ブルーアワー

望月 栞

第1話

「またか……」

 企業から届くお祈りメールはこれで何通目だろう? 大学の卒業式を終え、友達は来月には就職して新しい生活をスタートさせる。なのに、私は未だに就職活動を続けている。最初は事務職を中心に就職先を探していたけど、なかなか採用にまで至らず、バイト経験のある販売職やサービス業なども視野に入れて様々な会社の説明会に足を運んだ。それでも、一向に決まらない。  

 椅子の背もたれに寄りかかり、自然とため息がこぼれた。

「やっぱり、ちょっと休もうかな」

 疲労回復に良いと言われるハーブティーのレモングラスを飲み、机の上に置いてあるパンフレットに手を伸ばす。それは『川越 日帰り旅行』と題されたもの。休んでいる暇があったら就活を! と意気込んでやってきたけど、一度就活から離れた方がいいかもしれない。

 手帳を開いてスケジュールを確認するが、ほとんど何もない。今回届いたお祈りメールで面接の予定が完全になくなった。また一からやり直しだ。……まぁ、休むにはちょうどいい。

「ブラっと遊んで、また頑張るかぁ」

 そう決めたものの先の見えない不安に、心のモヤモヤが晴れない。レモングラスを飲み干して、マグカップをキッチンへ持っていく。

「茉莉奈、就活はどう? 面接したんでしょ?」

 お母さんがテレビを見ながら訊いてきた。普段、就活の話なんてしてこないのに何で今聞くかな……。

「まだ終わりそうにないけど」

 言ってから、しまったと思った。思っていたよりもトゲを含んだ言い方をしていた。

「じゃあ、着物の着付け習ってみる?」

「え?」

 お母さんは私の言葉のトゲを気にすることもなく、予想外の提案をした。

「就職先がまだ決まってないなら、何か出来ることを身に着けてみたらいいんじゃないの? 着付けだったらお母さん教えてあげられるし、着付け教室で他の人と教わりながらでも出来るし」

「それなら、自分のやりたいことに繋がるものを身に着けるよ」

「何かあるの?」

「……まだ探し中」

 仕事が決まっていない段階で習い事なんて考えられない。着付けは私のやりたいことではないし、何かするにもお金がかかるだろう。

「そういうのは就職してからね」

 早々に切り上げて、私は自分の部屋へ戻った。

 そもそも、うちは母子家庭なのだから好きなことをやっている余裕はない。仕事も生活も安定してやっと考えられることだ。お母さんだって、仕事しながら着付け教室をやっているわけで……。

「まずは稼げなきゃ意味ない」

 そう呟いてベッドに突っ伏した。


「今日は休みなの?」

 翌日、いつもより起きる時間が遅いせいか、お母さんが訊いてきた。

「うん。ちょっと息抜きしてくる」

「そう。たまには休んでおかないとね」

 朝食を食べ、支度を終えて玄関へ向かう。

「じゃあ、行ってくる」

 リビングにいるお母さんに聞こえるよう、少し大きな声で言ってから家を出る。お母さんは何も言わないけれど、こんな状況で一緒にいるのは罪悪感しか生まれない。とにかく、今日は色んなものから離れよう。

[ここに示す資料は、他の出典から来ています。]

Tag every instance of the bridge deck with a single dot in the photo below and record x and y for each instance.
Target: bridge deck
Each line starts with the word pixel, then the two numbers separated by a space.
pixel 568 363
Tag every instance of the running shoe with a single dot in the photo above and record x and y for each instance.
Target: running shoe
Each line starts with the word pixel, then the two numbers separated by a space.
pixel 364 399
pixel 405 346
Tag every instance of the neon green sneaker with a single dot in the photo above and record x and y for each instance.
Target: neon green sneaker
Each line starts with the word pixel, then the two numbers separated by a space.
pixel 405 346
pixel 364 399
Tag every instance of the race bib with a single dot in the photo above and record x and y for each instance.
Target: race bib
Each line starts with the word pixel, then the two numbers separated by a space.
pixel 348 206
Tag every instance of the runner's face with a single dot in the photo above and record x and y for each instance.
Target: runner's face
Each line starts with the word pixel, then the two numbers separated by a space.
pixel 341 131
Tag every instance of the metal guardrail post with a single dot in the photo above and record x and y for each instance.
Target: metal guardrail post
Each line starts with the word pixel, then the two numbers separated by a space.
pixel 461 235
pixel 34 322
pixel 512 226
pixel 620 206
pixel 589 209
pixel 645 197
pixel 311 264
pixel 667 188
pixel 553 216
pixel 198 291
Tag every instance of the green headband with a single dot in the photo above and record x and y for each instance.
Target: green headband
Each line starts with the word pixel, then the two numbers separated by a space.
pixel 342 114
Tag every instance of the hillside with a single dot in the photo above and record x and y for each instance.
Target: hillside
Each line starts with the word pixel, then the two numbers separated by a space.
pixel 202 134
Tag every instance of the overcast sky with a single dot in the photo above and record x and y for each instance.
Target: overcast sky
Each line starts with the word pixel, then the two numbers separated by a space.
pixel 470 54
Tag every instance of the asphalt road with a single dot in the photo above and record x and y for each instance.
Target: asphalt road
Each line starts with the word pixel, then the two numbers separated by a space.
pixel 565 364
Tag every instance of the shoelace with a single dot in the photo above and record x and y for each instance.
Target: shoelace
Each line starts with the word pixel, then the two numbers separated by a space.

 地元から近い川越に行くのは電車で三十分と掛からない。駅を出ると、まずは五百羅漢で有名な喜多院を目指して歩く。そんな時でもこれからの自分がどうなるかを考えてしまう。

 職業訓練校にでも行った方がいいのかな。でも、やっぱりお金のことがあるし……。

 気付けば喜多院に到着し、山門をくぐる。右手に五百羅漢が並んでいた。

「すごい、こんなに……」

 多くの羅漢の姿を写真に収め、境内をまっすぐ進んでいく。本堂から書院などを巡り、枝垂れ桜の咲く庭園で私は足を止める。

 今は観光に来ているんだ。余計なことを考えるのはやめよう。

 満開の桜を前に沈む気持ちを振り払って、本堂の左手にある仙波東照宮などの文化財を見て回る。

「次はどうしようか……」

 マップを開いて名所を確認し、小江戸のシンボルと言われる『時の鐘』の前を通って、菓子屋横町へ向かう。

「いらっしゃいませー」

 店員の声を聞きながら、芋を使用したお菓子やたい焼き、駄菓子などを買って食べて歩く。

 こういう時は、甘いものを食べるのが一番!

 単純な私はお菓子に満足したが、一通り歩き廻った疲れと口の中の甘さで水分が欲しくなり、蔵造りの家が並ぶ一番街で休憩できる店を探す。

「あ、ここがいいかも」

 小さなカフェの前にあるメニューの看板に、抹茶が書かれている。和菓子を堪能した私はそこに惹かれ、カフェに入っていく。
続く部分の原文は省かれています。